CRCD Hosted NVIDIA Workshops | Center for Research Computing and Data

Adding New Knowledge to LLMs
Nov. 12, 2-4pm ET
Maximum Number of attendees: 40

Large Language Models (LLMs) are powerful, but their knowledge is often general-purpose and may lack the specific, up-to-date, or specialized information required for enterprise applications. The "Adding Knowledge to LLMs" workshop provides a comprehensive, hands-on guide to the essential techniques for augmenting and customizing LLMs.

This workshop takes you on a complete journey from raw data to a fine-tuned, optimized model. You will begin by learning how to curate high-quality datasets and generate synthetic data with NVIDIA NeMo Curator. Next, you will dive deep into the crucial process of model evaluation, using benchmarks, LLM-as-a-judge, and the NeMo Evaluator to rigorously assess model performance. With a solid foundation in evaluation, you will then explore a suite of powerful customization techniques, including Continued Pretraining to inject new knowledge, Supervised Fine-Tuning to teach new skills, and Direct Preference Optimization (DPO) to align model behavior with human preferences.

Finally, you will learn to make your customized models efficient for real-world deployment by exploring essential optimization techniques like quantization, pruning, and knowledge distillation using TensorRT-LLM and the NeMo framework.
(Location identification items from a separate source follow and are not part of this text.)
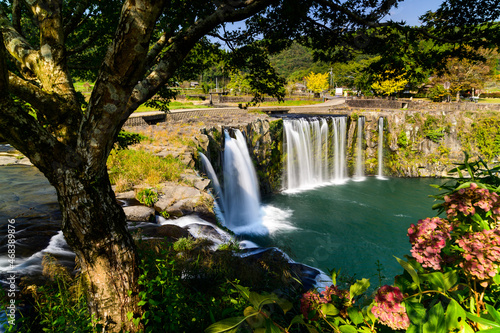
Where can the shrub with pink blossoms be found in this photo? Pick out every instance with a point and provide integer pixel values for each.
(388, 308)
(428, 238)
(481, 254)
(312, 299)
(472, 200)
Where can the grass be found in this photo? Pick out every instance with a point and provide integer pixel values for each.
(174, 105)
(289, 103)
(490, 100)
(128, 167)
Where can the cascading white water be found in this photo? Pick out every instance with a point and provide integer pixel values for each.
(339, 154)
(315, 152)
(210, 172)
(359, 173)
(240, 195)
(380, 173)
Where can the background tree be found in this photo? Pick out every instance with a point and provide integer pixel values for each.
(468, 74)
(389, 83)
(317, 82)
(132, 49)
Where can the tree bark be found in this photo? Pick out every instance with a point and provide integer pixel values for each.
(94, 225)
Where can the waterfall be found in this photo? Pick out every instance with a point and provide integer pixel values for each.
(339, 154)
(210, 172)
(315, 152)
(380, 173)
(240, 196)
(359, 174)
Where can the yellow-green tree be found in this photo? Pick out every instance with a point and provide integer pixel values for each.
(317, 82)
(389, 83)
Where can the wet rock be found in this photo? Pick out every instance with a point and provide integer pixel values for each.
(139, 213)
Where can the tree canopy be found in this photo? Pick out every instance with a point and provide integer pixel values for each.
(132, 49)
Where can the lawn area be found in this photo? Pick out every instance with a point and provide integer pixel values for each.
(174, 106)
(489, 100)
(290, 103)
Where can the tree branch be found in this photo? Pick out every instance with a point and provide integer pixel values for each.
(16, 15)
(75, 18)
(122, 68)
(17, 46)
(21, 129)
(46, 104)
(182, 43)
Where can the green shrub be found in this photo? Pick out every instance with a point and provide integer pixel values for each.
(174, 302)
(450, 283)
(147, 196)
(59, 304)
(126, 139)
(129, 167)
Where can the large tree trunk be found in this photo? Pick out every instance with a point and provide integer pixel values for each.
(95, 227)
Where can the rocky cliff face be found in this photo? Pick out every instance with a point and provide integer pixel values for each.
(416, 143)
(264, 138)
(426, 143)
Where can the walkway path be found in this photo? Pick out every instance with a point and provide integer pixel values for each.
(138, 118)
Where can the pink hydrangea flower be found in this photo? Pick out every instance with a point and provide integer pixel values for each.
(389, 309)
(428, 238)
(468, 200)
(481, 254)
(313, 299)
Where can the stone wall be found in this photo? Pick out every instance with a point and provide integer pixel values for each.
(416, 143)
(426, 143)
(264, 138)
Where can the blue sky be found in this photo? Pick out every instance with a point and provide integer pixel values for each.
(410, 10)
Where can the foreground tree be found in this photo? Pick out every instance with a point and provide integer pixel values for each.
(134, 47)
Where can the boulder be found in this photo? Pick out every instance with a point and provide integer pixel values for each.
(139, 213)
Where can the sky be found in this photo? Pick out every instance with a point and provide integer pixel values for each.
(410, 10)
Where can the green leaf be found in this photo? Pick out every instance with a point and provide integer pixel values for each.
(409, 268)
(491, 330)
(355, 315)
(225, 325)
(493, 313)
(416, 312)
(329, 309)
(414, 329)
(284, 304)
(335, 273)
(258, 300)
(311, 329)
(244, 291)
(455, 316)
(298, 319)
(435, 279)
(435, 323)
(359, 287)
(482, 321)
(450, 279)
(482, 224)
(347, 329)
(271, 327)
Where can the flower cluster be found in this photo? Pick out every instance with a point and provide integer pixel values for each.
(468, 200)
(428, 238)
(312, 299)
(481, 254)
(389, 309)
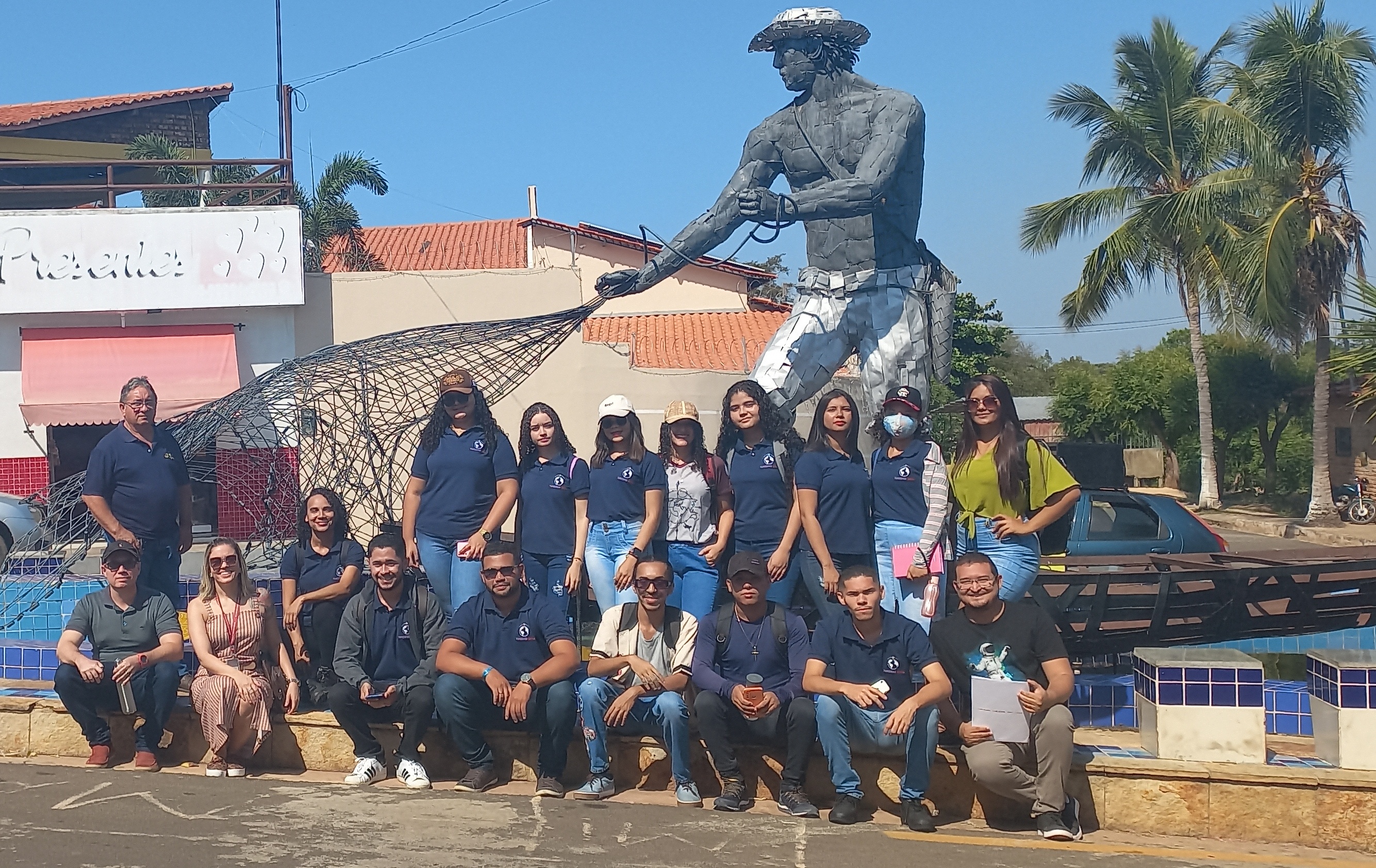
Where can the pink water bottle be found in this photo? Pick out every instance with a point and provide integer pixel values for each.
(931, 595)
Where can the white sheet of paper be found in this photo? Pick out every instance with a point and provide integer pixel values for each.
(994, 705)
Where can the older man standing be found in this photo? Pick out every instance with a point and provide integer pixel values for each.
(139, 492)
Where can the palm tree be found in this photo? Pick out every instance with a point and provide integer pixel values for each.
(1173, 183)
(1299, 97)
(329, 221)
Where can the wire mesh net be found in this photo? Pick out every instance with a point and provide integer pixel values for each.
(347, 417)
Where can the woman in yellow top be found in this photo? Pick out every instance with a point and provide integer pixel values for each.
(1006, 486)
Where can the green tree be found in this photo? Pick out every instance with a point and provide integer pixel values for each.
(1171, 185)
(1298, 99)
(330, 222)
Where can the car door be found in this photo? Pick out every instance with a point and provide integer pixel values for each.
(1111, 523)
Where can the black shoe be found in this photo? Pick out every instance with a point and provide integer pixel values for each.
(794, 803)
(734, 795)
(550, 787)
(476, 780)
(917, 816)
(846, 812)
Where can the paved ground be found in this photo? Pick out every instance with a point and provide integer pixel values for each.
(62, 815)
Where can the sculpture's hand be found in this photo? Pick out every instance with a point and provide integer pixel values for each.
(617, 284)
(758, 204)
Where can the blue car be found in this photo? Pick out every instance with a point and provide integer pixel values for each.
(1114, 522)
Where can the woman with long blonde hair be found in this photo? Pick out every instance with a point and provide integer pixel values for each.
(233, 626)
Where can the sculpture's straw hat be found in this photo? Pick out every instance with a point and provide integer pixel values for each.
(809, 21)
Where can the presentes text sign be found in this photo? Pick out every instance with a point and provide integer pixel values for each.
(132, 259)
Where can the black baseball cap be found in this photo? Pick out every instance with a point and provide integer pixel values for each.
(748, 562)
(114, 548)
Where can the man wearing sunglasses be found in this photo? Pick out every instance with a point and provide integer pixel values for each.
(135, 641)
(1012, 641)
(505, 663)
(636, 680)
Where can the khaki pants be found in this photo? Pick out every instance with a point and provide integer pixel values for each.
(1000, 766)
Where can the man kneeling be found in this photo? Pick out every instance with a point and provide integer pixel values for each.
(505, 663)
(386, 663)
(865, 667)
(636, 680)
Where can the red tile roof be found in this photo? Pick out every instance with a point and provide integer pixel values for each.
(443, 247)
(40, 113)
(753, 276)
(692, 342)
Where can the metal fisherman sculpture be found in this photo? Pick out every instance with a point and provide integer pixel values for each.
(852, 153)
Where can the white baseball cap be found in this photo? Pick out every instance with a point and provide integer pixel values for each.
(616, 405)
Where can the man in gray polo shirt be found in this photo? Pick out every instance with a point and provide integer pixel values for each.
(135, 640)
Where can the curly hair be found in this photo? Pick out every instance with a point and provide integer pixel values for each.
(527, 452)
(772, 420)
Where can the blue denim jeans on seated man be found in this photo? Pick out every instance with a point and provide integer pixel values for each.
(452, 578)
(844, 727)
(665, 716)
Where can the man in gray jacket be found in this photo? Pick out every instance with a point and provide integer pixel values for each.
(386, 663)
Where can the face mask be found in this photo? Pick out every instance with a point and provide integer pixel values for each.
(900, 425)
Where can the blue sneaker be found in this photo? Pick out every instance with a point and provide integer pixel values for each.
(687, 794)
(598, 787)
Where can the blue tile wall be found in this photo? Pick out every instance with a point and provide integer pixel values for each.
(1195, 686)
(1344, 687)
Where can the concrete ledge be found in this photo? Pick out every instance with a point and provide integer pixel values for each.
(1330, 808)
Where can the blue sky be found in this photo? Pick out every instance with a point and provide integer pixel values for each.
(628, 112)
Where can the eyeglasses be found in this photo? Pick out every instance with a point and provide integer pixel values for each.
(976, 583)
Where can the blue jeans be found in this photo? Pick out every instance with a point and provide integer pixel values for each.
(665, 716)
(844, 727)
(695, 579)
(466, 708)
(1017, 558)
(545, 574)
(452, 578)
(902, 596)
(607, 545)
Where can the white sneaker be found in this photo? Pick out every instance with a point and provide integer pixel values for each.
(412, 774)
(367, 771)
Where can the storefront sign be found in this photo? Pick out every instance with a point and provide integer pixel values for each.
(135, 259)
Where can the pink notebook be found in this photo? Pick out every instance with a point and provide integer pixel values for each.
(903, 559)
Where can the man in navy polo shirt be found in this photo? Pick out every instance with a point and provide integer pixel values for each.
(505, 662)
(865, 667)
(138, 490)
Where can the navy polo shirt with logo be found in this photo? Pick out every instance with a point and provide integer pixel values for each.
(512, 644)
(617, 490)
(898, 657)
(762, 501)
(139, 482)
(314, 571)
(391, 655)
(548, 490)
(460, 482)
(842, 489)
(898, 485)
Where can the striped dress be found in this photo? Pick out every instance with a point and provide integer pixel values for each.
(217, 698)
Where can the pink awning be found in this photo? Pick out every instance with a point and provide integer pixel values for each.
(73, 376)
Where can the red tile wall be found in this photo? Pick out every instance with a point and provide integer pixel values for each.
(243, 493)
(24, 476)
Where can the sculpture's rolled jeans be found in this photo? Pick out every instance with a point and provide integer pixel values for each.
(878, 314)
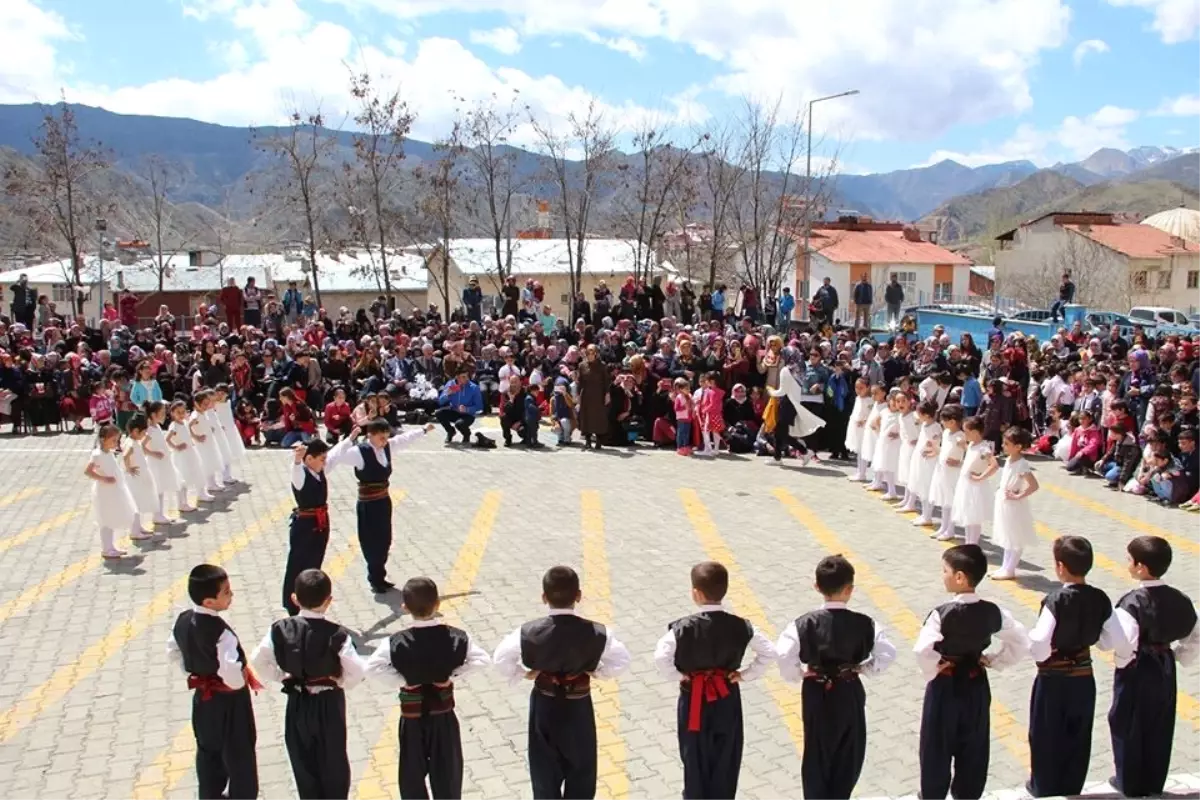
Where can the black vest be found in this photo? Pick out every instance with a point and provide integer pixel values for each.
(563, 644)
(1080, 612)
(835, 638)
(1164, 614)
(711, 641)
(967, 629)
(307, 648)
(197, 636)
(315, 492)
(372, 470)
(429, 655)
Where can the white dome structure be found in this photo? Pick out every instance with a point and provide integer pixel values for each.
(1177, 222)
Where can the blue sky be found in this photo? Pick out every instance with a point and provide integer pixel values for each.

The workshop culminates in a hands-on assessment where you will apply your new skills to align an LLM to a specific conversational style, solidifying your ability to tailor models for any application.

Domain-Adaptive Pre-Training: Tailoring LLMs for Specialized Applications
Dec. 3, 2-4pm ET
Maximum Number of Attendees: 40

While Large Language Models (LLMs) are broadly capable, their general knowledge often falls short of the specialized, domain-specific information required for enterprise applications. This hands-on lab provides a focused, end-to-end approach for building domain-specific large language models. You'll learn how to curate domain-specific datasets, design and train custom tokenizers, and execute the pre-training process to tailor LLMs for specialized applications. You'll gain practical skills and knowledge necessary to adapt LLMs to your unique domain requirements and to real-world use cases. This course takes you on a practical journey from initial data preparation to a domain-adapted, fine-tuned model.